Babası doğulu annesi laz biri olarak hiçbir zaman Karadeniz yemeklerini sevemedim bu yaşıma kadar. Hele o içinde karalahana ve birçok bilmedigim şeyler olan yemekleri ve mısır ekmeğini oldum olası görmek bile istemem. Damak tadım Ege ve Güneydogudan yanadır benim.Hep konuşulurken şaşardım hamsiden yapılan yiyecekleri, hamsi balıktır, dolayısıyla ya tavada ya da ızgarada yenmelidir. Öyle acaip acaip yemeklere malzeme olmamalıdır diye düşünürdüm.. Geçen seneye kadar öyleydi.Oturdugumuz yerde bir yer açıldı geçen sene öylesine uğradık hamsi tava falan yeriz diye, sonra hamsili pilavdan tadın dedi sahibi olan teyze, hiç mi anamın hatırı yoktu mutlaka tatmalıydım falan…Ne olduysa ondan sonra oldu o neydi, nasıl bir lezzetti? Ben bu yaşa kadar nasıl bundan mahrum kalmıştım? Ah benim annem zorla da olsa neden bana hamsili pilav yedirmemişti?

Bu sabah arkadaşlarla kahvaltı ederken hamsili pilavdan bahsettim ve yüzünü buruşturan arkadaşlarımı görünce geçen seneki halim ve benden sonra müptela ettigim tanıdıklarım aklıma geldi.Hamsinin iskenderi ve dürümü olduğunu hayatta duymamıştım. Yine pilav falan kulaga tanıdık geliyor ama dürüm hiç bilmediğim bir yemek.Meğer hamsinin dürümü ve iskenderi bayağı bir ünlüymüş.

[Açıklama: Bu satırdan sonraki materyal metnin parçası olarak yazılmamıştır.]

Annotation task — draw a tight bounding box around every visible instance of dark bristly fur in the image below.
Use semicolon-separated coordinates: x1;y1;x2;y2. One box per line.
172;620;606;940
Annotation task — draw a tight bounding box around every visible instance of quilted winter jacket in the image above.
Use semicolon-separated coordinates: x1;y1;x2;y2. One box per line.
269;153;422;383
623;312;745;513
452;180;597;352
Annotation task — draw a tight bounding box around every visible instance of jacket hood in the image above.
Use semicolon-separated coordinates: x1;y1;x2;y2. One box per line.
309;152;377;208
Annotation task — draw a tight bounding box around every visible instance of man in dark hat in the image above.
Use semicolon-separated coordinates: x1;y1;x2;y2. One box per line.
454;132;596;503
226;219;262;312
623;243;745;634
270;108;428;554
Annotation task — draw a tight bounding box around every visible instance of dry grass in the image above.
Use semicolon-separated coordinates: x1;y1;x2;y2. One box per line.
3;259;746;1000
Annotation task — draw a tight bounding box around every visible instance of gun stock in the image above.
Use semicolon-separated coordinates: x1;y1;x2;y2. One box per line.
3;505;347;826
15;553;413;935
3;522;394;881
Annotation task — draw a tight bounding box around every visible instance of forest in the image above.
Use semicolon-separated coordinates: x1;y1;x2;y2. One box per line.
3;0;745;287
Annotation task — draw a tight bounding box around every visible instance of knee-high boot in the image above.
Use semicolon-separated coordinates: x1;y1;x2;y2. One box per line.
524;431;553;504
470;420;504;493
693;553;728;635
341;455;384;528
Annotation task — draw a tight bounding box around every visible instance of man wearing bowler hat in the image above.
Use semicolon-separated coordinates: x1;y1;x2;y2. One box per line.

Doğrusunu söylemek gerekirse hamsili pilavla tanıştıgıma memnunum ama iskender ve dürümü denemeye cesaretim yok. Ama tatmamış olanlara hamsili pilavı ölmeden önce mutlaka yemelerini tavsiye ediyorum. Sonra bana hak verecekler.Becerecegimi bilsem evde yapmak isterim ama ondan da şüpheliyim, aslında çokda zor degil hamsili pilav yapmak, ama ben sadece yiyeyim şimdilik.Hamsili pilav gibi bir mutfak hazinemizden hiç mahrum olmamak dileğiyle.